An updated version of this post has been published on tanyacrossman.com
“Third Culture Kid” (often abbreviated to TCK) is a term that was first coined by Dr. Ruth Hill Useem while studying children of American families living in India in the 1950s. These children were not Indian, though they lived in India. They were American – though they weren’t experiencing that country. This childhood experience was neither that of an Indian child nor that of an American child. It was somewhere in between – in a Third Culture.
“Third Culture” doesn’t mean a combination of two cultures to form a third. Many TCKs are connected to more than two or three cultures. The three cultures of a TCK are instead three types of cultures. (TCK Consultant Libby Stephens helped clarify my understanding of this – her blog post on this topic is definitely worth a read.)
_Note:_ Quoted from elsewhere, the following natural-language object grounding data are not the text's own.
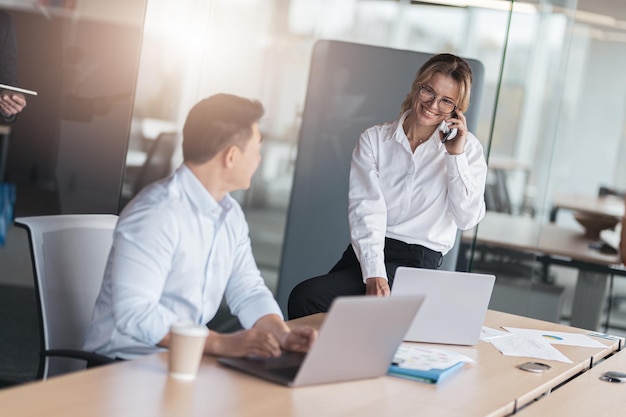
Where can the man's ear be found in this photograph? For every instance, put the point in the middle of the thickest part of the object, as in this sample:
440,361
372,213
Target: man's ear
231,156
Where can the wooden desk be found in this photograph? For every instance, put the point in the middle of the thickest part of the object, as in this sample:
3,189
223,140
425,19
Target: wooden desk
608,205
556,245
490,387
586,395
The first type of culture is the Legal Culture. These are cultures to which a person is legally connected – a passport, or permanent residency. This is a place I have a legal right to be in – I don’t need a visa, or a permit. I have a piece of paper that says I belong.
The second category of cultures are Geographic Cultures. These are cultures a person is connected to geographically – by living there. It is the places where I have physically lived (and emotionally engaged) whether or not I had citizenship. (A person’s legal culture might also be a geographic culture, but not necessarily.)
The Third Culture is a Relational Culture – woven together from overlapping experiences of life lived in between. It embraces people who share a childhood not geographically but experientially. It may be different in nature to legal and geographic cultures, but it is just as much a source of identity.
The Third Culture is not about where you are from, or where you have lived. It is about what you have experienced. There is comfort and understanding in having a shared culture, especially when you feel out-of-step with both your Legal and Geographic cultures.
Growing up in your legal culture means a comprehensive connection – you are legally attached to the place to which you are emotionally attached. Third Culture Kids don’t generally have this comprehensive connection. Instead, it is in the Third Culture they find the comfort and connection of shared experience. For them, the Third Culture is a place of belonging.
The Third Culture is the childhood home of those who did not experience comprehensive connection to a single place as children.
The Third Culture is neither a legal nor a geographic entity – but it is real.
TCKs are people who grew up in this “place” – the Third Culture.